General anesthesia is administered, and a Foley catheter is inserted.
Port Placement
Pneumoperitoneum is created using a Veress needle or Hasson technique.
Ports are placed in a triangulated fashion: typically a 10 mm camera port at the umbilicus and two 5 mm working ports along the midclavicular and anterior axillary lines.
Exposure
The colon is mobilized to expose the ureteropelvic junction and renal pelvis.
Careful dissection identifies the UPJ, avoiding injury to vessels.
Resection of Narrowed Segment
The obstructed segment of the ureter is excised.
If a crossing vessel is present, the repair is transposed anteriorly (vascular hitch).
Anastomosis
The renal pelvis is spatulated, and a tension-free, watertight anastomosis is performed with fine absorbable sutures.
Dr. Mishra emphasizes the importance of intracorporeal suturing skills, which are the cornerstone of laparoscopic pyeloplasty.
Stent Placement
A double J ureteral stent is inserted to ensure drainage during healing.
The anastomosis is completed, and a drain may be placed if required.
Closure
Ports are removed, pneumoperitoneum released, and wounds closed.

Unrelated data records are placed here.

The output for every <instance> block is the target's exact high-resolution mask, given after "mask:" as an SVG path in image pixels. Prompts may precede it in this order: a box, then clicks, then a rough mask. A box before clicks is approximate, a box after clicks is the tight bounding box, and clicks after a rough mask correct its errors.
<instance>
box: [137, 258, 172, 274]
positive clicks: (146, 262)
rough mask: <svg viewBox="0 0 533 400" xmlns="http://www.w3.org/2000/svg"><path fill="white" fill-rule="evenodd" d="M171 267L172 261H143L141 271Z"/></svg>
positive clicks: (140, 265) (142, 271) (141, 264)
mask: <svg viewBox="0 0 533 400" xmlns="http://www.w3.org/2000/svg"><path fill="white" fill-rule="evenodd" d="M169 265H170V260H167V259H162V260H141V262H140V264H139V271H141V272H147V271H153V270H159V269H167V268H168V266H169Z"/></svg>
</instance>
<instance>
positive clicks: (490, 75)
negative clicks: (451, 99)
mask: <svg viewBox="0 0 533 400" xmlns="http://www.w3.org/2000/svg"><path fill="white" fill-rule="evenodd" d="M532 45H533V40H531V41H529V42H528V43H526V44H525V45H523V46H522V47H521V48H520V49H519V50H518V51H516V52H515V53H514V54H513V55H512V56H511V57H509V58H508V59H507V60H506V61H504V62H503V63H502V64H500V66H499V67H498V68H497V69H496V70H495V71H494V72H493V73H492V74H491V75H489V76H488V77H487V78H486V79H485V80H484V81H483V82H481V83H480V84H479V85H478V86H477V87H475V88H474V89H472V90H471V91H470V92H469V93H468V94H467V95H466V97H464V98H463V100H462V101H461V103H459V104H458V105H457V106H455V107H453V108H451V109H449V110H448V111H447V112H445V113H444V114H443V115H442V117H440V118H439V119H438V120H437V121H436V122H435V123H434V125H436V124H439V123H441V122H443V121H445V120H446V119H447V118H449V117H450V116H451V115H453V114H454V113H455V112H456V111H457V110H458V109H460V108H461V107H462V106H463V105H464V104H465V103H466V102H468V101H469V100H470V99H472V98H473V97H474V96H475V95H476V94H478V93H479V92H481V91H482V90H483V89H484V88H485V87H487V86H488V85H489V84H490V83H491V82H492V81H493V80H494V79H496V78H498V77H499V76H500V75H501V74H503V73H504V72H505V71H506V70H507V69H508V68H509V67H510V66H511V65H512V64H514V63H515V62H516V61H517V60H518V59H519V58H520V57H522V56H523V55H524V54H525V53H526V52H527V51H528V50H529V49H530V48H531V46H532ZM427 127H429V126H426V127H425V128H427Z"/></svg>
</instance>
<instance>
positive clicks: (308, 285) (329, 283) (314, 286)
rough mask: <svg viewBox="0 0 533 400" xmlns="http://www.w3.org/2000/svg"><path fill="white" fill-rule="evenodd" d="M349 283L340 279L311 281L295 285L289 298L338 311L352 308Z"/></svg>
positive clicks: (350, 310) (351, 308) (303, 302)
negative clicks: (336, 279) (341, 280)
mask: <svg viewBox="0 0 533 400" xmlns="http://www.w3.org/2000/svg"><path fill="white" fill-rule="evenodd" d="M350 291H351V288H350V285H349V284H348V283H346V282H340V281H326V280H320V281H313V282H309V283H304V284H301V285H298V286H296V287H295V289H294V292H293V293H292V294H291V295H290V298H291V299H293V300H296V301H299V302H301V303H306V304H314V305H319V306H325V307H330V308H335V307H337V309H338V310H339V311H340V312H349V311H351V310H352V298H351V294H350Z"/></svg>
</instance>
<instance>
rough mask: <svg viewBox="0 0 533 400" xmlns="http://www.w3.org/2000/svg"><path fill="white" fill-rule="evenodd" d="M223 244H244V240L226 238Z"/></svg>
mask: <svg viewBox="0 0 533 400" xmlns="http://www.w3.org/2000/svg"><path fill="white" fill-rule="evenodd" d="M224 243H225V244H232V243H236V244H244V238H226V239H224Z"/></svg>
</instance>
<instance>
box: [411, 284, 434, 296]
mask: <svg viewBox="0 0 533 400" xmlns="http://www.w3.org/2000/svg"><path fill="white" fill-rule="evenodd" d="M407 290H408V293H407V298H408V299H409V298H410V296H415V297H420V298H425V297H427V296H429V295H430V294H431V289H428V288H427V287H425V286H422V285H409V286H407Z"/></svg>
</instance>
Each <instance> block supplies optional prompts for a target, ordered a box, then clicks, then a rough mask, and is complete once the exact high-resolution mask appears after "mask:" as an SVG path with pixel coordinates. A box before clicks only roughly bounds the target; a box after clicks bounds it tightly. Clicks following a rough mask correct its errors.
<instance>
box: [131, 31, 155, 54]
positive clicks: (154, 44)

Technical Pearls from Dr. Mishra
In his lectures, Dr. Mishra provides invaluable insights for surgeons:
Dissection must be meticulous to prevent ureteral injury.
Always confirm the presence of crossing vessels and manage them appropriately.
Maintain precise suturing technique—continuous or interrupted—ensuring no gaps or leaks.
Use magnification and advanced laparoscopic instruments for better precision.
A tension-free anastomosis is key to long-term success.
Postoperative Care
Patients are mobilized early and oral intake is resumed within 24 hours.
Analgesic requirements are minimal compared to open surgery.
The drain, if placed, is removed within 48 hours once output is minimal.
The ureteral stent is typically left in place for 4–6 weeks.
Follow-up imaging with ultrasound or renogram is performed to confirm resolution of obstruction.
Outcomes
Dr. Mishra notes that laparoscopic pyeloplasty achieves success rates above 90–95%, comparable to open surgery but with reduced morbidity. Patients experience:
Shorter hospital stays (2–3 days)
Faster return to daily activities
Minimal scarring and improved cosmetic satisfaction
Long-term relief of symptoms and preservation of renal function
Complications
While rare, potential complications include:
Urinary leakage from the anastomosis
Infection or sepsis
Stent-related discomfort
Anastomotic stricture requiring revision surgery
Dr. Mishra stresses that such complications are minimized with proper surgical training and adherence to technique.
Conclusion
In his lecture, Dr. R. K. Mishra highlights laparoscopic pyeloplasty as a landmark procedure in urological surgery. It combines the principles of open pyeloplasty with the benefits of laparoscopy, offering patients safe, effective, and durable results. Mastery of intracorporeal suturing is essential, and with structured training, surgeons can achieve excellent outcomes.
Laparoscopic pyeloplasty is a prime example of how minimally invasive surgery has redefined modern urology, providing patients with rapid recovery while maintaining the gold-standard success rates of traditional open surgery.